The U.S. government is expected to formally notify Canada and Mexico that it will not extend the United States-Mexico-Canada Agreement (USMCA), activating a sunset clause that starts a 10-year countdown toward the treaty’s possible expiration in 2036. Although this procedural step does not immediately terminate the agreement, it introduces significant uncertainty for businesses dependent on stable cross-border trade rules.

This move obliges the three countries to undertake annual reviews to decide whether to maintain or adjust the pact. Failure to reach a consensus to extend the USMCA would gradually phase the agreement out over the next decade. This unprecedented timeline will weigh heavily on supply chains, affecting manufacturers, farmers, and border logistics operations that rely on predictable trade frameworks to plan investments and long-term contracts.

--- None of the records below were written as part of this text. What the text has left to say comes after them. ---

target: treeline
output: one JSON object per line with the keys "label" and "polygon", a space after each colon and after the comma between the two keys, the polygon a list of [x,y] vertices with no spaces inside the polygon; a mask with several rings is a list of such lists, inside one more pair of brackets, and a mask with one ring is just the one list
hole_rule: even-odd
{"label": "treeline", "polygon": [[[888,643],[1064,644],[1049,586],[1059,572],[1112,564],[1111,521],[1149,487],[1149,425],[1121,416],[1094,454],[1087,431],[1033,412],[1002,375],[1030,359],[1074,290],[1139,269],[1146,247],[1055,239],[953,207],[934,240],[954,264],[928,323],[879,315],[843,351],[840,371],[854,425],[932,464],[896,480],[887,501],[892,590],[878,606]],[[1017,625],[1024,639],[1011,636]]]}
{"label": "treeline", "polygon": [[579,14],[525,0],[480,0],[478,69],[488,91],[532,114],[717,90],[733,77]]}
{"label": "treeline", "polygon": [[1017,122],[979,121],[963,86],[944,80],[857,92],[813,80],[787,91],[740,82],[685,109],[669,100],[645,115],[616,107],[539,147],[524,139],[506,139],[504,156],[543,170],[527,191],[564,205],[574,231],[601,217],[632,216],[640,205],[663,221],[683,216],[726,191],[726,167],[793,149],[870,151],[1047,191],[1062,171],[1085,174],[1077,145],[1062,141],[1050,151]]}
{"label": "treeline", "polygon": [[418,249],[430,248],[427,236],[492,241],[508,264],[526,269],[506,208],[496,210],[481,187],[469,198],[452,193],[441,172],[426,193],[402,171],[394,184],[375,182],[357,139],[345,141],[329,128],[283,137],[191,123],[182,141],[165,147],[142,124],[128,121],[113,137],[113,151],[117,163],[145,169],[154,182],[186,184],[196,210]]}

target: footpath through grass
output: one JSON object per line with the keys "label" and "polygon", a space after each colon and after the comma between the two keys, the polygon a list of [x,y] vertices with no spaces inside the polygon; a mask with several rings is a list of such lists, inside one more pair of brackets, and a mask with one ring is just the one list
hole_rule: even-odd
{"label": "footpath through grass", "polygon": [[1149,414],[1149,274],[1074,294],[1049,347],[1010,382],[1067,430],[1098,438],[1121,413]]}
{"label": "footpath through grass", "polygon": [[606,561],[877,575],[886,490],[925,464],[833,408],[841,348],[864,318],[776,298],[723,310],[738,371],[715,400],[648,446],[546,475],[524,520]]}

Central to the dispute are demands from the U.S. administration for stricter regional content criteria in North American automotive manufacturing. These proposed changes could redirect procurement choices for materials like steel and electronics, reshaping established supplier relationships across the continent. Additionally, Washington seeks safeguards to block indirect access by Chinese goods under the agreement, reflecting the broader economic competition with Beijing.

Negotiations remain ongoing, with a new round of talks scheduled between U.S. and Mexican officials. The U.S. appears to be leveraging the sunset clause to press for tougher terms rather than simply allowing the deal to renew by default. Though the current deal stays in effect during the review, this shift signals a more turbulent trade environment ahead, increasing the risks and costs associated with manufacturing location and agricultural contracts amid global economic volatility.